This was more than cancelling out one day's worth of gains in the stock market. Traders' fears have moved emphatically from the 1930s back to the 1970s.

Pre-Paulson plan, the fear was of multiple banking collapses. This is what happened in the wake of the 1929 Great Crash. That fear has abated.

But attention has now turned to the cost of the Paulson plan. It entails a big increase in the US government deficit. The extra borrowing could crowd out the private sector. Or the US could raise taxes and cut spending - a combination that will depress economic activity.

Printing money plus depressed economic activity sounds like stagflation, as suffered in the 1970s. And so, sure enough, on Monday there was a record oil rise.

Last Tuesday, benchmark oil futures traded at $90.51. At one point on Monday, they hit $130, a swing of 44 per cent. For context, in the five days after the 1990 invasion of Kuwait, oil gained only 40 per cent.

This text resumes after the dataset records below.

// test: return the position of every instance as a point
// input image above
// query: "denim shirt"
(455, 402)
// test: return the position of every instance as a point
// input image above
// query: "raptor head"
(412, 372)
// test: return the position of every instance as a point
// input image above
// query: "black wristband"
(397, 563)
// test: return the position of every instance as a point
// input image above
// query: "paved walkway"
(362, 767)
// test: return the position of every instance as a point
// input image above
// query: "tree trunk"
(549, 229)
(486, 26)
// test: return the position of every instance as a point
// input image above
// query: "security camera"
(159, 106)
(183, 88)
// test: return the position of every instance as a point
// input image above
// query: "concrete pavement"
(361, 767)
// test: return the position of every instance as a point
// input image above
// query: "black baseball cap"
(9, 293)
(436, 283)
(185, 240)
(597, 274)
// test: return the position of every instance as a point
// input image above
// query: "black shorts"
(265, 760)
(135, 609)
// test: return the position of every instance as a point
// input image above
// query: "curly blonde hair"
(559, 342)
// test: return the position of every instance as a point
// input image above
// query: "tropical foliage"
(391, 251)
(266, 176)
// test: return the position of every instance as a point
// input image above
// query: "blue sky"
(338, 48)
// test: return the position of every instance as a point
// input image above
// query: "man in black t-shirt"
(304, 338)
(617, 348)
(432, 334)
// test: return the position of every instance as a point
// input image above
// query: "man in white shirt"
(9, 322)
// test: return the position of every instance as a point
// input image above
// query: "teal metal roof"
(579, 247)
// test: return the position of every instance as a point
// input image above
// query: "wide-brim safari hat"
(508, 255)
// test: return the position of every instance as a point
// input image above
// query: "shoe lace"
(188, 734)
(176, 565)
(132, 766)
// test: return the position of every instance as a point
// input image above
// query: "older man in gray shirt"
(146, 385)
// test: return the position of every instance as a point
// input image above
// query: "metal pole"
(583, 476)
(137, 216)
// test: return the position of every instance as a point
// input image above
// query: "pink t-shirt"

Monday's move had nothing to do with supply and demand in the oil market, much to do with a squeeze of short positions ahead of futures contracts expiring, and a lot to do with Paulson. Fearing inflation's corrosive effect on financial assets, traders bid up all real assets, including silver and gold.

We have been here before. Until July, markets were betting on the "stagflation trade" by buying oil and selling short financials. But that was based on easy monetary policy, or cheaper money from the Federal Reserve. Fed Funds futures barely moved on Monday.

This time, the market is banking on cheap money from the Treasury, not the Fed.